With one-vote U.S. Supreme Court majorities on so many religious and moral disputes, the next president's nominees are likely to tip the balance. Viteritti counts among the experts who are dissatisfied with the Court's religion jurisprudence these past 60 years, though they reach no consensus on a solution. The prime example of this literature is Separation of Church and State (Harvard) by Philip Hamburger of the Columbia University Law School, who believes that the First Amendment, though written in order to limit government intrusion, has been interpreted so as "to constrain religion." In Religious Freedom and the Constitution (Harvard Univ. Press), Princeton University Provost Christopher L. Eisgruber and Lawrence G. Sager, law school dean of the University of Texas at Austin, argue that the familiar demand for a high wall of separation between church and state is "silly and incoherent." They advocate instead "equal liberty" that gives religion neither special privileges nor disabilities. In Divided by God (Farrar, Straus and Giroux), Harvard Law's Noah Feldman would tolerate bland public religious symbols (e.g., "under God" in the Pledge of Allegiance) but takes a tougher line against any public aid to "faith-based" schools or charities.
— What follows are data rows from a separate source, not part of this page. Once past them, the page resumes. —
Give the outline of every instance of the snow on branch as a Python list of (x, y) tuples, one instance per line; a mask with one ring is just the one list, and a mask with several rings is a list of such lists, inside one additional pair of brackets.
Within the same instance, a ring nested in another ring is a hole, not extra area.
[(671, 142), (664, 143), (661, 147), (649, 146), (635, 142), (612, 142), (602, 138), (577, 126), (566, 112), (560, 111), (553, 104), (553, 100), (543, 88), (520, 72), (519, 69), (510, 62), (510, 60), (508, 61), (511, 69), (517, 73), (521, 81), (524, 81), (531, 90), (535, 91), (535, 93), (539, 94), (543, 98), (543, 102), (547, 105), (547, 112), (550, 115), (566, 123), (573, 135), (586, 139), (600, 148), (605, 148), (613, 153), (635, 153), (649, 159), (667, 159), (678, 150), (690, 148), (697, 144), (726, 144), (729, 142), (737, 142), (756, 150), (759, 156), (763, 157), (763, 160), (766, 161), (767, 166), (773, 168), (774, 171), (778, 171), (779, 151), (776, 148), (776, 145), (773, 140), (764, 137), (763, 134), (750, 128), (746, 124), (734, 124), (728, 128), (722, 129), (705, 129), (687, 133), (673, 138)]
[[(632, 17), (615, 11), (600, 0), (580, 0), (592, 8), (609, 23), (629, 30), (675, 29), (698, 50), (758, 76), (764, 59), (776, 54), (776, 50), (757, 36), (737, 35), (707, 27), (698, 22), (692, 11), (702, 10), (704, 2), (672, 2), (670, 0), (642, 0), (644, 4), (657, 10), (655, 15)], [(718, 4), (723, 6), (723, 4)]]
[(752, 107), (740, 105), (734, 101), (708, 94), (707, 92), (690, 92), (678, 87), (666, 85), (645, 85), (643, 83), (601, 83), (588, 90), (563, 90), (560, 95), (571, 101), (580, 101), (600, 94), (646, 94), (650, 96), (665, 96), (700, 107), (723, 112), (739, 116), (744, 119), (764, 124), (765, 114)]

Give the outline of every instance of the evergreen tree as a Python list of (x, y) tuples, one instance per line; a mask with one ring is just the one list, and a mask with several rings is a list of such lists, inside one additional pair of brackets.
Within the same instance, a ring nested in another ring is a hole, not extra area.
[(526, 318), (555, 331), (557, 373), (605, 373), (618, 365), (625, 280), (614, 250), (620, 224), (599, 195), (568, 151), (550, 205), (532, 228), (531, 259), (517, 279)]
The Constitution famously forbids federal laws "respecting an establishment of religion, or prohibiting the free exercise thereof." Viteritti thinks the idea that this requires complete church-state separation would have been "unfathomable" to founders Jefferson and Madison. In outlawing Mormon polygamy in 1879, the Supreme Court ruled that while freedom of belief is absolute, religious actions may be curbed if they subvert the social order. In a 1940 Jehovah's Witnesses case, the Court for the first time extended the Constitution's religion demands to state and local governments. After that, Viteritti contends, the Court used the "establishment of religion" clause to protect purported interests of government or non-believers over against the "free exercise" of religious believers. A 1947 dictum held that governments cannot "pass laws which aid one religion, aid all religions, or prefer one religion over another." A 1971 elaboration stated that laws must have a "secular legislative purpose" and a "primary effect … that neither advances nor inhibits religion," and cannot foster "excessive" entanglement between church and state. Coherent application of those standards has proven elusive.